Contacts needed on marriage amendment

By Tom Strode - May 31, 2004 - comment

Phone calls and e-mails—lots of them—are needed to move Congress to act on a constitutional amendment to protect marriage, pro-family leaders say.

“During my last trip to Washington, D.C., I spoke to several members of Congress who told me they were not hearing from their constituents about the Federal Marriage Amendment issue,” said Richard Land, president of the Ethics & Religious Liberty Commission. “Unless Southern Baptists and other people of faith want to see a judicially decreed, same-sex ‘marriage’ hegemony imposed on the entire country, they must translate their outrage, conviction and concern into phone calls to their senators, congressmen and the President.

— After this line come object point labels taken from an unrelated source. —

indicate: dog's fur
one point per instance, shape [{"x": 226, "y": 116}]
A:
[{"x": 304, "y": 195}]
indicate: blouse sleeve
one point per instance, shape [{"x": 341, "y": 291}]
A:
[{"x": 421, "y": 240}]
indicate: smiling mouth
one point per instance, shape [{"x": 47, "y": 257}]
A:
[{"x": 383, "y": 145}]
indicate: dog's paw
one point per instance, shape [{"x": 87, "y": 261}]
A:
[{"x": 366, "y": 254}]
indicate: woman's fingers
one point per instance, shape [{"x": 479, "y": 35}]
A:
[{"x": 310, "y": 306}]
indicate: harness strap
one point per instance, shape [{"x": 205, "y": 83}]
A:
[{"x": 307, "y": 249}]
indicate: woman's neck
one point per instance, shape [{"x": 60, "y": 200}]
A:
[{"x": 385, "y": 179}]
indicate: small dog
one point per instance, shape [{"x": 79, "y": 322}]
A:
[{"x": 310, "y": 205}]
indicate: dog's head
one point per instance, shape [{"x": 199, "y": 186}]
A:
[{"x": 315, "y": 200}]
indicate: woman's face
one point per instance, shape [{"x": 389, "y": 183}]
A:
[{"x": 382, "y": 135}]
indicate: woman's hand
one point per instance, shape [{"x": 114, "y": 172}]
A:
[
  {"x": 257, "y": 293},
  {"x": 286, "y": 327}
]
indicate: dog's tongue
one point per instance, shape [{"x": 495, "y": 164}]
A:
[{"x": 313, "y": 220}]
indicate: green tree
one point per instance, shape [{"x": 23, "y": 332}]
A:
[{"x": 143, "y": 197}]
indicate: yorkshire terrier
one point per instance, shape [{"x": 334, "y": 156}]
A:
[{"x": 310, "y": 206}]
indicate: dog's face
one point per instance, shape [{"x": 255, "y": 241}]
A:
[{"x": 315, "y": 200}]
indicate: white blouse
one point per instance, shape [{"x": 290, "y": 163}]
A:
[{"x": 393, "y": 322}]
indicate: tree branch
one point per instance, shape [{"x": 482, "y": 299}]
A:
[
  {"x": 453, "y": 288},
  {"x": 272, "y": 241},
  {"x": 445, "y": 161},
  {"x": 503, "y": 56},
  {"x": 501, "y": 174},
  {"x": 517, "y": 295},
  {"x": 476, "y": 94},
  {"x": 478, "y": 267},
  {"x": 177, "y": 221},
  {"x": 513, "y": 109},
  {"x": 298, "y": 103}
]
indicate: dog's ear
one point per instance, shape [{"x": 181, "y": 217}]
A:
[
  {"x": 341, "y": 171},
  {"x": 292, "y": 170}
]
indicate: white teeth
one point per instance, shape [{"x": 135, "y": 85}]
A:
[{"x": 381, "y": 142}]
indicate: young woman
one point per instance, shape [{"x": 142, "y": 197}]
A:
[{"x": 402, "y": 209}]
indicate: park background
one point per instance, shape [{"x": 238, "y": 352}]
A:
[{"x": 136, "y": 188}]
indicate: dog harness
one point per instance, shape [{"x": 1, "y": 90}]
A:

“Unless Washington feels the heat from a groundswell of protest, they won’t see the light, and marriage as we have know it in America will be further imperiled. Same-sex ‘marriage’ shatters the definition of marriage rather than merely expanding it,” as some claim, Land said.

The reality of state-sanctioned marriage for homosexuals hit the country May 17, when a Massachusetts high court ruling legalizing same-sex “marriage” went into effect. Opponents are concerned out-of-state couples will return home and seek recognition of their “marriages” in their states, setting up the possibility of such unions being legal throughout the country.

The solution, the ERLC and other organizations have been saying since last year, is a constitutional amendment that defines marriage as only the union of a man and a woman. The Federal Marriage Amendment, S.J. Res. 30 in the Senate and H.J. Res. 56 in the House of Representatives, is the vehicle the ERLC and most other pro-family groups have endorsed.